Single-minded determination came in handy in some situations, but in this case it wouldn’t change his mind. Rather then state his reasons again, he latched onto something else she said. “What about you? Did you go because you wanted to or because your father wanted you to?” In his opinion far too many people attended college because their parents’ expected it rather than because they had a clue as to what they wanted out of life.
Mia’s hand stilled on his arm and she tilted her head to one side. “A little of both. By the time Family Life ended I was eighteen. I’d been on the show for eight years and had done two movies. I needed a break from Hollywood. Don’t get me wrong, I loved doing the show, but growing up on television was hell. I wanted something normal again. College seemed like the logical choice, but it just wasn’t for me.”
“How could growing up while making more money per episode than most people make in a year be hell? Compared to what some people deal with, it seems like a walk in the park.”
“Most people only see the fame and fortune associated with Hollywood. Unless they’ve experienced it, they don’t know about the pressure and the abuses. Drugs and alcohol are everywhere. A lot of the friends I made early in my career got addicted and their careers tanked. One really good friend from the show overdosed and died halfway through season six.”
Though not a huge fan of Family Life, he remembered when the actress she referred to died. The media had portrayed her as a party girl who had let her fame go to her head. “You survived it though.” He couldn’t recall any negative media attention attached to Mia. Rather, the media portrayed her as the perfect Hollywood sweetheart.

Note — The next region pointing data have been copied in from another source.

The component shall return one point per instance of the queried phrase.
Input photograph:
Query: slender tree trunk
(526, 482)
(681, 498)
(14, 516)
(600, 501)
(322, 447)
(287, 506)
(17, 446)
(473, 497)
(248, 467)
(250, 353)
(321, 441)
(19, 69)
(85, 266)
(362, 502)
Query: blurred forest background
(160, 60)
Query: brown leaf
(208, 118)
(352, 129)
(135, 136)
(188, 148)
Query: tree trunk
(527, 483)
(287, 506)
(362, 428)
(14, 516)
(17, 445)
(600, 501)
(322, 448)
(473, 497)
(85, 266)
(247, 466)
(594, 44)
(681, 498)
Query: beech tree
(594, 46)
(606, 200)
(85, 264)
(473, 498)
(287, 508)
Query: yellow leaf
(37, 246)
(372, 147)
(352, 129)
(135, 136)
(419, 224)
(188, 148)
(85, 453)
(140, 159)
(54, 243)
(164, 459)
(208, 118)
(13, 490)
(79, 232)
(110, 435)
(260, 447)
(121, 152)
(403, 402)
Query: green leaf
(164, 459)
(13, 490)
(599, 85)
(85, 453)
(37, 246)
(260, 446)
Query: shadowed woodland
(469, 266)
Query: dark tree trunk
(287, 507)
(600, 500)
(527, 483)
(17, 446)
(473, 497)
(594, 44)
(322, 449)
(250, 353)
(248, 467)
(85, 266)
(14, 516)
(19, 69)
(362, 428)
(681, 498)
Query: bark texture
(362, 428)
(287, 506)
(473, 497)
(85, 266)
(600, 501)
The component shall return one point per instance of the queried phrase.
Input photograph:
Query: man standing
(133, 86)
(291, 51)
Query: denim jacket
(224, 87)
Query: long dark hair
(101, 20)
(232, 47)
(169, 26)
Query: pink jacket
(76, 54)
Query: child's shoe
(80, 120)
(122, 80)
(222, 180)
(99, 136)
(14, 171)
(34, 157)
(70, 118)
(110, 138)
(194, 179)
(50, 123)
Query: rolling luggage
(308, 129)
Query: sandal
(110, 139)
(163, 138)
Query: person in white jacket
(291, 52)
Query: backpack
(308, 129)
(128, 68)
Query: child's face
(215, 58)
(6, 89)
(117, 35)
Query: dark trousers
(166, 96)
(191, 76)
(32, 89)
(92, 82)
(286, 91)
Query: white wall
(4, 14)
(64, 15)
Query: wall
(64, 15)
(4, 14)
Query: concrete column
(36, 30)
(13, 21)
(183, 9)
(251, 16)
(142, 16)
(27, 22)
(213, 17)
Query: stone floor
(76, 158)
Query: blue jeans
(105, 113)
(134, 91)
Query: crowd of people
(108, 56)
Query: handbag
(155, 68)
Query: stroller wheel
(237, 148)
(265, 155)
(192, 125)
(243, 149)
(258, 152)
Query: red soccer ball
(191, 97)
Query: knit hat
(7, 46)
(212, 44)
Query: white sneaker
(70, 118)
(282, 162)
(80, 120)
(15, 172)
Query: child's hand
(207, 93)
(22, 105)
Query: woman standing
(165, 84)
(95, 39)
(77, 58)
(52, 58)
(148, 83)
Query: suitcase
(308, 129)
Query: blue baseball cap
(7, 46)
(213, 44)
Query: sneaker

“I had my own struggles, trust me, just not with drugs,” Mia answered. “In Hollywood there is no such thing as too thin. When I turned thirteen I had this birthday bash. Some photographer took a picture of me eating this huge slice of cake and it appeared on the cover of The Inquisitor with the headline ‘Someone’s going to need a new swimsuit soon.’ After that I started dieting like crazy. Eventually, I only thought about food and exercising. I weighed myself every day. The writers had to make up a new storyline for several episodes because I ended up in the hospital. That was my first bout with anorexia.” Mia paused to take in a breath. “I kept it together for three years. When I turned sixteen, I had a sudden growth spurt. The media swooped in and I became obsessed with how I looked again. I spent three weeks in the hospital and months in therapy after that. Somehow it all stayed out of the media. Outside of my family and a few other people, and now you, no one knew about any of that.”
Her willingness to share such personal information touched him. In fact he’d only had one relationship develop enough that he’d even considered sharing such intimate details. At the time he’d thought he’d met “the one.” She’d been a woman he’d met while taking a college night course. He’d discovered just how wrong he’d been when she let him know she could never make a permanent commitment to someone still living with his mother. She’d given him the ultimatum: either her or his mom. After all his mom had been through, he couldn’t up and leave her. She depended on him, and with his sister in the Navy, he was all she had. So ever since that one relationship, he only dated women from the area. Women that knew up front that his life would always be in North Salem and at The Victorian Rose.
“I have kept a handle on it since then, but it’s hard sometimes even now. Every once in a while I catch myself starting to slip into old habits, like when that magazine claimed I was pregnant.”
“You have nothing to worry about. You’re gorgeous. You know that, don’t you?” Society’s obsession with image baffled him.
Mia shrugged, her eyes back on the game. “Sometimes demons are hard to keep under lock and key.”